A dignidade e a participação das mulheres na família e na sociedade

À luz dos parágrafos 451-458 da V Conferência Geral do Episcopado Latino-americano e do Caribe – Aparecida – 2007, reflitamos sobre a dignidade e a participação das mulheres na vida da Igreja e na sociedade.

A antropologia cristã ressalta a igual identidade entre homem e mulher, em razão de terem sido criados à imagem e semelhança de Deus, e o Mistério da Trindade nos convida a viver uma comunidade de iguais na diferença.

A sabedoria do plano de Deus exige que favoreçamos o desenvolvimento de sua identidade feminina, em reciprocidade e complementaridade com a identidade do homem.

Neste sentido, é significativa a prática de Jesus, em que ressalta a dignidade da mulher e o seu indiscutível valor. Uma prática fundamental para nosso contexto, marcado pelo machismo que ainda prepondera.

- Jesus falou com elas (cf. Jo 4,27);
- teve singular misericórdia com as pecadoras (cf. Lc 7,36- 50; Jo 8,11);
- as curou (cf. Mc 5,25-34);
- reivindicou a dignidade delas (cf. Jo 8,1-11);
- as escolheu como primeiras testemunhas de Sua Ressurreição (cf. Mt 28,9-10);
- foram incorporadas ao grupo de pessoas que lhe eram mais próximas (cf. Lc 8,1-3).

Ressalta-se a figura de Maria, discípula por excelência entre discípulos, fundamental na recuperação da identidade da mulher e de seu valor na Igreja.

O canto do Magnificat, em especial, mostra Maria como mulher capaz de se comprometer com sua realidade, e diante dela ter voz profética.

Sendo a mulher corresponsável, junto com o homem, pelo presente e futuro de nossa sociedade humana, a reciprocidade deve marcar a relação entre aos mesmos, numa mútua colaboração, harmonização, complementação e empenho para somar todos os esforços.

É lamentado o fato de que inumeráveis mulheres, de toda condição, não sejam valorizadas em sua dignidade, estejam frequentemente sozinhas e abandonadas, não se reconheçam nelas suficientemente o abnegado sacrifício, inclusive a heroica generosidade no cuidado e educação dos filhos e na transmissão da fé na família.

Também é notável que muito menos se valoriza e não se promove, adequadamente, sua indispensável e peculiar participação na construção de uma vida social mais humana e na edificação da Igreja.

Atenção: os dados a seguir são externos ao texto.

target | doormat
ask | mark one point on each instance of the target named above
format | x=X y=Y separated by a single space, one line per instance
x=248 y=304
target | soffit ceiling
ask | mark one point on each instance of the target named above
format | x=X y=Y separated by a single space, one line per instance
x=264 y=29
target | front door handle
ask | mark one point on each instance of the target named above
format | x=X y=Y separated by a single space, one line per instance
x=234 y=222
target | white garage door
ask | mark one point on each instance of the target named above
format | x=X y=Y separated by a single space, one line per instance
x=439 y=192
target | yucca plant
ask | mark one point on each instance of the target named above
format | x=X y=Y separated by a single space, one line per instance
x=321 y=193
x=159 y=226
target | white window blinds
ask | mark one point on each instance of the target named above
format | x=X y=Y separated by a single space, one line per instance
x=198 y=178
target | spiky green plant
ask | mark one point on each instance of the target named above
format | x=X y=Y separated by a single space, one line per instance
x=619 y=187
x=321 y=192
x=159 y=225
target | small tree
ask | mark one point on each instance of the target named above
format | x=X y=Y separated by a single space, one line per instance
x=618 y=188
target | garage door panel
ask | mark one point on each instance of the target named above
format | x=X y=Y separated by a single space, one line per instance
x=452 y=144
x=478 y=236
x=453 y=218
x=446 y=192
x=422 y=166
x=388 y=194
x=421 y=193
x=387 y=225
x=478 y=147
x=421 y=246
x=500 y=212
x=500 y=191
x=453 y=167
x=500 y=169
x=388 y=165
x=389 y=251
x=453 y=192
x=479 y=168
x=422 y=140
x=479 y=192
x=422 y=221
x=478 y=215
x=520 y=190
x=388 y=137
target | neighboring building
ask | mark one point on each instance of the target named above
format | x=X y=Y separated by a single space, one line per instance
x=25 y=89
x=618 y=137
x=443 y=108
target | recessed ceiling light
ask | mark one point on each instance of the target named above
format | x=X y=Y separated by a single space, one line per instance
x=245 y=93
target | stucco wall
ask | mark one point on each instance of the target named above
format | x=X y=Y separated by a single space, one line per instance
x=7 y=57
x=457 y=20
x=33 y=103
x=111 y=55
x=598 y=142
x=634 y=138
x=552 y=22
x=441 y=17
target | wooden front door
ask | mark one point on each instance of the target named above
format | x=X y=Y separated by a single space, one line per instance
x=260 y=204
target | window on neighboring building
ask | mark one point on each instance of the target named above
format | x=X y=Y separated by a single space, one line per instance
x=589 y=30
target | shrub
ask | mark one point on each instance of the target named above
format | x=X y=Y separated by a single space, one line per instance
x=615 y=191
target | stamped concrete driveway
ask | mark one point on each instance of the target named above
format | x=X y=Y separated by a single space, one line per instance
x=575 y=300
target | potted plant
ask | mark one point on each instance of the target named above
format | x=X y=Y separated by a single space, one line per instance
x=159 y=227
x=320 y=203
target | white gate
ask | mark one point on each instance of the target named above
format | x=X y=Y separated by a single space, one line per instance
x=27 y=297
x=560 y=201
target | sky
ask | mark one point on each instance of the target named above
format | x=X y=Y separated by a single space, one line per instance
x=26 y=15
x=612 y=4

Some-se a isto que, ao mesmo tempo, sua urgente dignificação e participação são distorcidas por correntes ideológicas marcadas com o selo cultural das sociedades de consumo e do espetáculo, capazes de submeter as mulheres a novas formas de escravidão.

Faz-se necessário a superação da mentalidade machista, que ignora a novidade do cristianismo, onde se reconhece e se proclama a “igual dignidade e responsabilidade da mulher em relação ao homem”, na realidade da América Latina e do Caribe.

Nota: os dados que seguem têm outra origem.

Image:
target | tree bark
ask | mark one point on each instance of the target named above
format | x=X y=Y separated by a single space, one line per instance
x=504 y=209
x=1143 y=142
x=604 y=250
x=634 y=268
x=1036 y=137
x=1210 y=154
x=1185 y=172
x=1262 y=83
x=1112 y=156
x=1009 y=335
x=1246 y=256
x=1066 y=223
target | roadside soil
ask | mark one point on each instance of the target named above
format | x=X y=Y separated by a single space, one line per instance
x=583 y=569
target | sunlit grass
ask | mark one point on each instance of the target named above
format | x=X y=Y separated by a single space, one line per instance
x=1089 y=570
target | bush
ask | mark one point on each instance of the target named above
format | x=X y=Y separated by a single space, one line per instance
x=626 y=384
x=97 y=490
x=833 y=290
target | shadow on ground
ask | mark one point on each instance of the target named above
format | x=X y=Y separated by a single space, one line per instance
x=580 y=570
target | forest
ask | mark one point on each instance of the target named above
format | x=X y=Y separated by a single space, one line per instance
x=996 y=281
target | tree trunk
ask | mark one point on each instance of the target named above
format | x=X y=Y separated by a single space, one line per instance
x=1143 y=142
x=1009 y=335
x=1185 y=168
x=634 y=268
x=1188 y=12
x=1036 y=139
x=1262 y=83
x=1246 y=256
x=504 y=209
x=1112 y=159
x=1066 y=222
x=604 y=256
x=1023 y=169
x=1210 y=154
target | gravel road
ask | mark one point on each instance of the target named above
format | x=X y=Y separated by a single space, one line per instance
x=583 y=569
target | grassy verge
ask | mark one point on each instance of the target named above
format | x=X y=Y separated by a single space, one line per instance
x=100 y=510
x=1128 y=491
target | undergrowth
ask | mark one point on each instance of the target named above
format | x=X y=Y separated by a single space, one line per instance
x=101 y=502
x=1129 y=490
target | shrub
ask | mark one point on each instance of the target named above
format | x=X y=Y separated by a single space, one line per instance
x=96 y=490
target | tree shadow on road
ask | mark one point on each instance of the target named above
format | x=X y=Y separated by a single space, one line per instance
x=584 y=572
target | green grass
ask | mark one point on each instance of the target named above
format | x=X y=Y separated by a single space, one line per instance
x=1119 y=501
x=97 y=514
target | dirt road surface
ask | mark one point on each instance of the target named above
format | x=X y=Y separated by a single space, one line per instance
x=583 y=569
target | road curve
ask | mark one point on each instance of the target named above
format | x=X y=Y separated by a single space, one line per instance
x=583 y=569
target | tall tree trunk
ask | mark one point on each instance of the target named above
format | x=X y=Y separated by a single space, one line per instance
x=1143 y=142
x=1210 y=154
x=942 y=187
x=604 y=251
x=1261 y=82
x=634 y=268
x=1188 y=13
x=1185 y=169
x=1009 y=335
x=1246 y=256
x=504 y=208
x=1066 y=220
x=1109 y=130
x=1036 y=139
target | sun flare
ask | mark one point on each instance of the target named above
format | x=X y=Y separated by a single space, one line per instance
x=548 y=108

Num contexto em que as mulheres constituem, geralmente, a maioria de nossas comunidades, são as primeiras transmissoras da fé e colaboradoras dos pastores, os quais devem atendê-las, valorizá-las e respeitá-las, urge:

- escutar o clamor, muitas vezes silenciado, de mulheres que são submetidas a muitas formas de exclusão e de violência em todas as suas formas e em todas as etapas de suas vidas: as mulheres pobres, indígenas e afro-americanas têm sofrido dupla marginalização;

- que todas as mulheres possam participar plenamente na vida eclesial, familiar, cultural, social e econômica, criando espaços e estruturas que favoreçam maior inclusão.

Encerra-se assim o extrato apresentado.